As a member of the PSRM, Batrîncea is known for his strong pro-Russian stance, supporting Moldova's accession to the Eurasian Economic Union (Moldova currently has observer status in this organisation). He is also known for his populist rhetoric. In April 2022, Batrîncea led a failed attempt by the PSRM to dismiss Octavian Armașu as governor of the National Bank of Moldova.

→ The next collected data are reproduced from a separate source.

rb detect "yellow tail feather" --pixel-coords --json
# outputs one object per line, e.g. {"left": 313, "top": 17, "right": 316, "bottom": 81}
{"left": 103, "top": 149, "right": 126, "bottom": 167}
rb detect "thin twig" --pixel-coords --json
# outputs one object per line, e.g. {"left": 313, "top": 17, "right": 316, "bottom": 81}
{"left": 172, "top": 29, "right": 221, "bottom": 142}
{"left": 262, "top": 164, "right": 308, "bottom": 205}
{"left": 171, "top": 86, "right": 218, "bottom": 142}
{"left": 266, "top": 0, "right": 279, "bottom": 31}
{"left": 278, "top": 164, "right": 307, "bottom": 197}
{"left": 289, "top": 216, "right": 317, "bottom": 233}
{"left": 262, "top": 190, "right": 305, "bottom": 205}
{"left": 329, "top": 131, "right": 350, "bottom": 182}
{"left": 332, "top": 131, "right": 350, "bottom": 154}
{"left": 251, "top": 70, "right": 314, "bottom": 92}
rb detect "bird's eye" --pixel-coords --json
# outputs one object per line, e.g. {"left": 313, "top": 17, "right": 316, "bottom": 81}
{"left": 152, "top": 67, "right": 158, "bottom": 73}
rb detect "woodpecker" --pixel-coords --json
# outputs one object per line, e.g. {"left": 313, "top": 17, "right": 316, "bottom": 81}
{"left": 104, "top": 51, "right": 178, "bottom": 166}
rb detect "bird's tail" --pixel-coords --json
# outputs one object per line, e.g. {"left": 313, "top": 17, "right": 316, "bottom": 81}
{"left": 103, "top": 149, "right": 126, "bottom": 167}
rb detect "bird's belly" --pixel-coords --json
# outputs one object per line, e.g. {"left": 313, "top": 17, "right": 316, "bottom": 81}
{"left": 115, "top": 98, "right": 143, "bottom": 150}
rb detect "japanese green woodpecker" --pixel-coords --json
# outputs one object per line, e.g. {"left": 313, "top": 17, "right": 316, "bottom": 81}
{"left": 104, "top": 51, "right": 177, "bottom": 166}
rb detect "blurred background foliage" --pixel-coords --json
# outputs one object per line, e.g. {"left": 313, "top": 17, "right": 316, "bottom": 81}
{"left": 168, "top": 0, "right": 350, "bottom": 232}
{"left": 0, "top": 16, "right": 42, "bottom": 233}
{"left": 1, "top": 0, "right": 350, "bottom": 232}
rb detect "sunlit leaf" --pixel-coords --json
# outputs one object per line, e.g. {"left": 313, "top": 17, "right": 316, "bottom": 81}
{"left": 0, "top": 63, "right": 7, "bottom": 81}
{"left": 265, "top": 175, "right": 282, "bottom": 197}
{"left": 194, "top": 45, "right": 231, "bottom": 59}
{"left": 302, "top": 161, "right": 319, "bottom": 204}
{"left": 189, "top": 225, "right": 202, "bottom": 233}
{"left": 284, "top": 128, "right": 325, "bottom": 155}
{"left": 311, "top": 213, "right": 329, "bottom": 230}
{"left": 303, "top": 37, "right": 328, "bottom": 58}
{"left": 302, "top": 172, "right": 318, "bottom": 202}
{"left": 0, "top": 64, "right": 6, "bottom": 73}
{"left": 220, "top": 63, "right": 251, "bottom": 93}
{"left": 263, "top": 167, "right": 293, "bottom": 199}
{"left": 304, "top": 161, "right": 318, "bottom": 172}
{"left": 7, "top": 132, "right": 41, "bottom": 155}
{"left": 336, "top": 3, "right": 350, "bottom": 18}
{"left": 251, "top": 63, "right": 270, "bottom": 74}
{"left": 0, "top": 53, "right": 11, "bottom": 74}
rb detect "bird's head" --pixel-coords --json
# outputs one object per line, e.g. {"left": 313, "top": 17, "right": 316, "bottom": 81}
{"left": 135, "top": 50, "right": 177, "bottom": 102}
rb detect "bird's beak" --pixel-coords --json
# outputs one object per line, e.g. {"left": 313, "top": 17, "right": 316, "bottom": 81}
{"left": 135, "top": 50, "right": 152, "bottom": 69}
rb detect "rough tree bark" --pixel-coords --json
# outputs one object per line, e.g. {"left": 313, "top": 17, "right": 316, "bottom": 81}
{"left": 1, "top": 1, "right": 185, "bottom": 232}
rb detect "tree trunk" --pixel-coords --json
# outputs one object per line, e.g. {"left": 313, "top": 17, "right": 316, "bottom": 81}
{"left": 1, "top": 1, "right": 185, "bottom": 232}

Regarding the Russian invasion of Ukraine Batrîncea stated on 16 June 2023: "Russia is to blame for this war, and other politicians and important countries of the world are responsible for this war. I am talking about those who fuel militaristic rhetoric in every possible way."

==Controversies==
On 10 December 2015, in the applause of his fellow party colleagues, Batrîncea destroyed the map of Greater Romania, a gesture in protest against an order of the Ministry of Education through which the map was to be distributed, by donation from an association, as teaching material, in the education system for use in history lessons. The next day, Liberal Deputy Alina Zotea addressed a request to Romanian President Klaus Iohannis, asking him to declare Batrîncea persona non grata and to ban him from entering Romania. Romanian Ambassador to Moldova Marius Lazurca did not consider Batrîncea's move an offense against his country. “A Moldovan politician wanted to demonstratively destroy an object with teaching use. Some of the deputies from Mr Batrîncea's party found it appropriate to applaud this gesture. Along with Mr Batrîncea was the Former Prime-Minister Zinaida Greceanîi, who did not applaude, which I find to be a proof of wisdom and moderation", said the ambassador. In 2018 Batrîncea stated that he did not regret his action, saying it was not an anti-Romanian gesture, but against a non-existing country. In 2021, the unionist deputy Vasile Șoimaru (PAS) gave Batrîncea another map of Greater Romania, saying "I found a destroyed map six years ago. If you allow me, I will return it to the one who may be sorry he did so then. Even if he is not sorry, I give him this map and ask him not to do it again if he wants to remain a colleague with us".